Stefano Pasta, dottore di ricerca in Pedagogia presso il Centro di ricerca sull’educazione ai media dell’informazione e alla tecnologia (Cremit) e sulle Relazioni interculturali dell’Università cattolica del Sacro Cuore di Milano nel volume Razzismi 2.0. Analisi socio-educativa dell’odio online (Brescia, Scholé-Morcelliana, 2018, pagine 224, euro 20) ha individuato cinque tipologie contemporanee di razzismo, diffuse nell’ambiente digitale e social: il razzismo tribale, mirato, dei fatti, di necessità ed estremo. 

Il primo è caratterizzato dal frequente ricorso agli insulti in una «lotta tra tribù per affrontare la superiorità dell’una sull’altra». Il razzismo mirato invece è caratterizzato dall’aggressività verso target specifici, soprattutto persone di colore. La diversità anziché ricchezza viene giudicata come un elemento da contrastare affermando che «una persona con tratti somatici stranieri, indipendentemente dai propri sentimenti di appartenenza e da quanto tempo abbia vissuto in Italia, non potrà mai essere considerata italiana». Tesi non raffinate, ricorso frequente a un certo tipo di ironia, istituzioni tacciate di buonismo e richiamo a decisioni «serie e forti». 

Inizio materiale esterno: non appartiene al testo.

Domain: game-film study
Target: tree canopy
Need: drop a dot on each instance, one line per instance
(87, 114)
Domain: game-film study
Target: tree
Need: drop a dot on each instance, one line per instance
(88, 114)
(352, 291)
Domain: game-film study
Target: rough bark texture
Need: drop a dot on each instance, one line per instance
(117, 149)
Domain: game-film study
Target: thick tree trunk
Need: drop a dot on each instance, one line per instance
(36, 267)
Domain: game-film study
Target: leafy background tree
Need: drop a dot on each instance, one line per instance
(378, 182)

Il razzismo dei fatti vede «presunte evidenze oggettuali ripostate come verità diventare argomentazioni contro la sostenibilità delle politiche di accoglienza, unitamente al tema dell’erosione delle risorse del welfare. Il linguaggio è pacato nei toni ma violento nei concetti». Nel razzismo di necessità non accettando le presenze altrui si è rassegnati a convivere auspicando «soluzioni di fronte alle questioni poste dall’alterità (stranieri, rom, musulmani, profughi)». Nell’ultima definizione, invece, si raccolgono i giudizi più estremi quanto a contenuti e rifiuto dell’altro: si tratta di una «intolleranza totale verso le differenze. La richiesta non è più di tipo normativo, ma punitiva, e non lascia spazio a prospettive del vivere insieme». 

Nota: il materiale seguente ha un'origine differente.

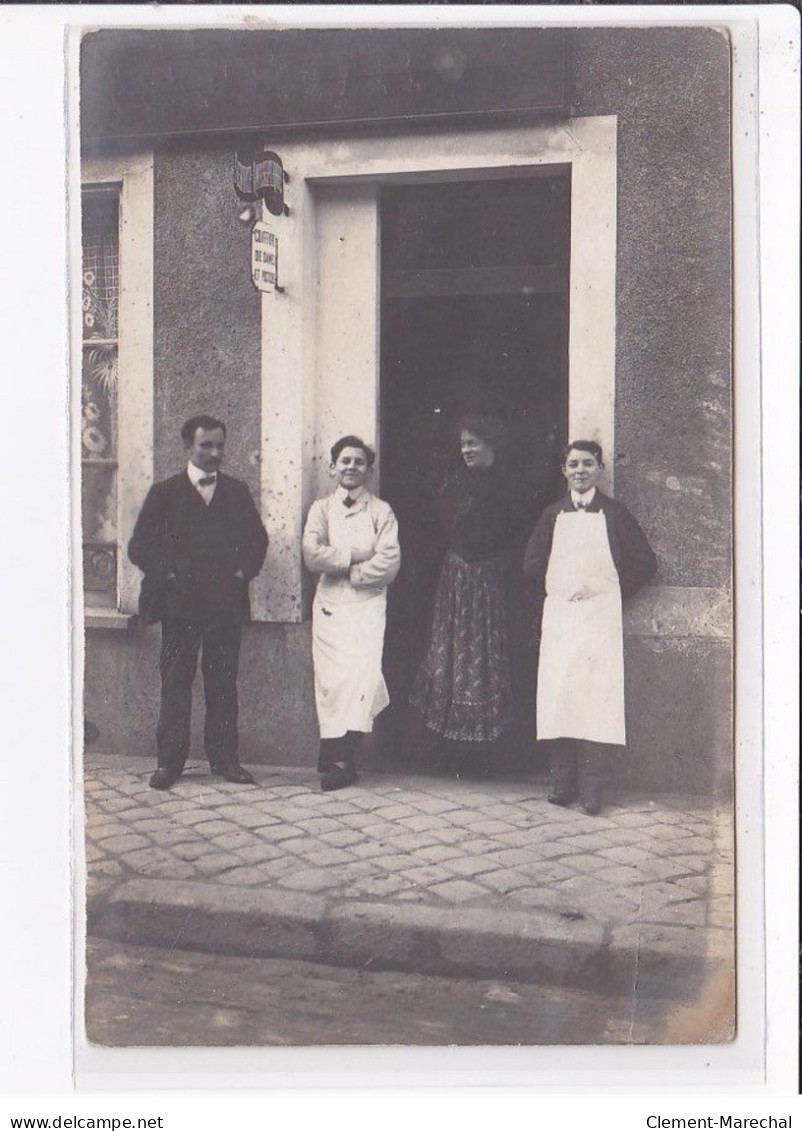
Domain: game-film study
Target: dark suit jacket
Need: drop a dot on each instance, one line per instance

Il campione della ricerca è stato costituito da centotrenta performances razziste online in lingua italiana di duplice provenienza: quaranta casi di discriminazione su base etnica, appartenenza nazionale o provenienza geografica, trattati dall’Unar e altri novanta reperiti in ambienti digitali a rischio. Il ricercatore ha contattato direttamente gli autori dei post e ha condotto conversazioni digitali per provare a farli riflettere sui contenuti pubblicati. È emersa, soprattutto nei giovanissimi, la pretesa a non essere presi sul serio. «Rivendicano un atteggiamento deresponsabilizzato e banalizzante, proprio perché online» spiega Pasta. «Tutto ciò ha una grave conseguenza online quanto offline. Perché si normalizzano, e quindi si accettano, idee ed espressioni di violenza su cui, fino poco fa, vi era una condanna sociale».

Ma è lo stesso web a poter offrirne gli anticorpi. Secondo Pasta — che nel 2017 ha ricevuto il Premio di giovane ricercatore dalla Società italiana di ricerca sull’educazione mediale (Sirem) — «con i nuovi media non basta più educare lo spettatore, occorre anche educare il produttore che ogni spettatore è diventato, grazie allo smartphone che si porta in tasca, sviluppando pensiero critico (nella selezione delle fonti e nel riconoscere le fake news), ma soprattutto responsabilità, ossia attenzione alle conseguenze delle proprie azioni. Papa Francesco ci ha invitato a una comunicazione che non semini odio, non sia il megafono di chi urla più forte e non propaghi fake news. Nell’analisi svolta all’Università cattolica, emerge come la selezione delle fonti sia un fronte educativo decisivo: soprattutto sul tema dell’immigrazione, le fake news sono spesso alla base di odio xenofobo, in continuità online e offline. Trovano diffusione perché siamo nell’era della post-verità dove le convinzioni personali e le emozioni contano più della veridicità dei fatti. La proposta è un approccio morale che educhi online e offline a comportamenti di aiuto e cooperazione, orientando a essere non solo naturalmente, ma anche culturalmente, “negli” altri e “per” gli altri».